DOI: 10.1145/3821424 ISSN: 1049-331X
When Retrieval Augmentation Meets API Documentation: Can LLMs Code with Less-Common Libraries?
Jingyi Chen, Songqiang Chen, Jialun Cao, Jiasi Shen, Shing-Chi Cheung
Retrieval-augmented generation (RAG) has increasingly shown its power in extending large language models’ (LLMs’) capability beyond their pre-trained knowledge. Existing works showed that RAG can help with software development tasks such as code generation and test generation. Yet, the effectiveness of adapting LLMs to their unfamiliar, less-common or fast-evolving library APIs using RAG remains unknown. To bridge this gap, we take an initial step to study this unexplored yet practical setting – when developers code with an unfamiliar library, they often refer to its API documentation; likewise,
when LLMs are allowed to look up API documentation of their unfamiliar libraries via RAG, to what extent can LLMs be advanced?
To mimic such a setting, we select four less-common open-source Python libraries with a total of 1017 eligible APIs.
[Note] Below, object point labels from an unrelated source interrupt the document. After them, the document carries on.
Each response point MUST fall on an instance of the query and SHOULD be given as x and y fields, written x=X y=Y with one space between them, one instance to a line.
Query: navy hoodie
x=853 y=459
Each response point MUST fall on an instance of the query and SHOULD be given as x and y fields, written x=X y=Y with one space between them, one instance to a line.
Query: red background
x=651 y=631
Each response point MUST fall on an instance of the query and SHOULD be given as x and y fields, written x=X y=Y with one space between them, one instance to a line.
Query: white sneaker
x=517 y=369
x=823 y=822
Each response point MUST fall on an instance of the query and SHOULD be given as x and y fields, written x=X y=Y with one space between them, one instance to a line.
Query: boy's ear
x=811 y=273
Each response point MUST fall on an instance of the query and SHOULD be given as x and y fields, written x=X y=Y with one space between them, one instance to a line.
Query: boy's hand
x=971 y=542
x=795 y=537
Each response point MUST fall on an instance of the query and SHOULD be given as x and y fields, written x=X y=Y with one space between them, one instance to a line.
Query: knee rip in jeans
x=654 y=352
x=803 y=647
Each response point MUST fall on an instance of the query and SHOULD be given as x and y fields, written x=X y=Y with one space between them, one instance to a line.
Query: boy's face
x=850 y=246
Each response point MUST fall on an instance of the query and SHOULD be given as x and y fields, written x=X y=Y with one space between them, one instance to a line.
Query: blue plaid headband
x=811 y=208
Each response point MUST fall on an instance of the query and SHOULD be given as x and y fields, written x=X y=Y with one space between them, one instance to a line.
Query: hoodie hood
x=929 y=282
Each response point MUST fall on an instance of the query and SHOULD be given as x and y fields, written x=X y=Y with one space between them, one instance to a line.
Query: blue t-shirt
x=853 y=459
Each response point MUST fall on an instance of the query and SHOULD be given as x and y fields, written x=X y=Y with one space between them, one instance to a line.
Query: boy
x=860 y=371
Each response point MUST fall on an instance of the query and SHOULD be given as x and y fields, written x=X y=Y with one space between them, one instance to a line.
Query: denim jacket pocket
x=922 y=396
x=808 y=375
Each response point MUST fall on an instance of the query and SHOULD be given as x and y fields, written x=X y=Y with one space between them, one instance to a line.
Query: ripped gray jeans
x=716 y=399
We study the factors that affect the effectiveness of using the documentation of less-common libraries as additional knowledge for retrieval and generation. Our study yields interesting findings: (1) RAG helps improve LLMs’ performance by 83%
\(\sim\)
220%. (2) Example code contributes the most to advancing LLMs, compared to the descriptive texts and parameter lists in the API documentation. (3) LLMs could sometimes tolerate mild noises (typos in description or incorrect parameters) by referencing their pre-trained knowledge or document context. Based on the findings, we advocate that developers pay more attention to the quality and diversity of code examples in the API documentation. The study sheds light on the future low-code software development workflows with LLMs.